Masciotta M. La pittura metafisica in litteratura. Milan, 1941;

Apollonio U. Pittura metafisica. Milan, 1945;

Carra M. Metaphysical Art. 1971.

Л. Б.,В. Б.

Метц (Metz) Кристиан (1931–1993)

Лидер французской неклассической киноэстетики; киносемиотик, разрабатывающий структурно-психоаналитическую теорию кино. Творчески применяя ряд идей Ж. Лакана к анализу киноязыка, М. выявляет психоаналитическую структуру означающего в кино, соединяя изучение первичного (психоаналитического) и вторичного (лингвистического) процессов обозначения в кино, сливающихся в науку о символическом, чей предмет — сам факт обозначения. В психоанализе и лингвистике М. усматривает два основных источника семиологии кино — по его мнению, единственной науки, способной дать в перспективе подлинное знание о человеке. Кино представляется М. узлом глубинного совпадения семиотики, бессознательного, истории, окрашенного социальным символизмом: кино — это социальная практика некоторого специфического означающего. Но кино — это и сон, дыра в социальной ткани, бегство от общества.
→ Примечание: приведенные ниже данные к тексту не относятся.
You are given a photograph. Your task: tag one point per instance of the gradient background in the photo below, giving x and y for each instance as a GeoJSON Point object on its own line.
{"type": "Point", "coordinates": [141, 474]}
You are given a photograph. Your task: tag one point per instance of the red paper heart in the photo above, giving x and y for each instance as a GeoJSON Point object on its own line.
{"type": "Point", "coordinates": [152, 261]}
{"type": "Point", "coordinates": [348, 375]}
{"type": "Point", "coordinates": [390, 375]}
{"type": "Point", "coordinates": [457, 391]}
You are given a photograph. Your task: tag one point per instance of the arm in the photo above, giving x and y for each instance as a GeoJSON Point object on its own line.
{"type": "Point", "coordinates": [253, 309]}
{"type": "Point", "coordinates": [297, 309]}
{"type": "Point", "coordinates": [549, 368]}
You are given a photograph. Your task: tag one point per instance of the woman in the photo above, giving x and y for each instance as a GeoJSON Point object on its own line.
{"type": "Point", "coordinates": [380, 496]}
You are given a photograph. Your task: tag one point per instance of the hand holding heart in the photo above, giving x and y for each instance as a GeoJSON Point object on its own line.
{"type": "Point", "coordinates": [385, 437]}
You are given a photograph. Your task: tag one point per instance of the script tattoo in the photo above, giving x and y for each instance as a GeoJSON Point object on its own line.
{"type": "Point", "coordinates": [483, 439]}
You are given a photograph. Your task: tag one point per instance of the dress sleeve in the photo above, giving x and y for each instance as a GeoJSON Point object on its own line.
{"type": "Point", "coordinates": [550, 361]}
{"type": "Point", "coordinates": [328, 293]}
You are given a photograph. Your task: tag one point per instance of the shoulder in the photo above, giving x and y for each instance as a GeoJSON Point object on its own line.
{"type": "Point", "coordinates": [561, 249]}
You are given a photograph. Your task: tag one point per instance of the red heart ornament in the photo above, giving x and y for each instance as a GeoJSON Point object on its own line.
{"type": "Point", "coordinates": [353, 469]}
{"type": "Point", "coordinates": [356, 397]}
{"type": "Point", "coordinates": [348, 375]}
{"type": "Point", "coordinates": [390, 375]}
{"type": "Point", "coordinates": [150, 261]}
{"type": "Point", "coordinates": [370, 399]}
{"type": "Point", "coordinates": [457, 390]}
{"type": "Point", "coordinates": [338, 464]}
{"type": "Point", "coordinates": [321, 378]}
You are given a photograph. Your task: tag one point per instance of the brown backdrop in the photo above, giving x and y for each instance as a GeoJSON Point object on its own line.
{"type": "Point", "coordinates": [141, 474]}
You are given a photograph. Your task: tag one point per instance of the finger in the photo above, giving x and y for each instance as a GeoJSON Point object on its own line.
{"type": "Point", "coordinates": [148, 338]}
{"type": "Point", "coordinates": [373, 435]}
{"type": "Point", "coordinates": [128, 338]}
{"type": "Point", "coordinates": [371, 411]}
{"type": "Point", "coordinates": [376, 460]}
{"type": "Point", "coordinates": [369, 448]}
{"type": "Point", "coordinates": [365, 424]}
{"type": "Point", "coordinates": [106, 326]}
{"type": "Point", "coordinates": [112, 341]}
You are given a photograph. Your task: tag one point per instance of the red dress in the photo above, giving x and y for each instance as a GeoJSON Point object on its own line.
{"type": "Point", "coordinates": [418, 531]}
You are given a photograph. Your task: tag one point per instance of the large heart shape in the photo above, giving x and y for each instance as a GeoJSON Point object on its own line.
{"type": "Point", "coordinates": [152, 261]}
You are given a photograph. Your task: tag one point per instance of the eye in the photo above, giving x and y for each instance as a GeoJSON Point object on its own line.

Задачей теории кино является выяснение соотношений означаемого и означающего, воображаемого и символического, выявление психоаналитической подосновы киноязыка. При этом приоритет отдается означающему, а не означаемому, символическому, а не воображаемому, форме, а не содержанию. Означаемое фильмов характеризуется М. как статичный подтекст, образуемый неврозами кинематографистов. Означающее же формирует собственно фильм, его текст и коды. Аналогично, воображаемому как сфере изложения противопоставляется символическое как область выражения. Придавая фильму привлекательность, питая кино, воображаемое грозит поглотить символическое, подменить теорию кино властью воображаемого. Одной из целей структурно-психоаналитической теории кино является освобождение последнего от воображаемого ради символического, обогащенного семиологией, чье внимание перемещается с изложения на выражение.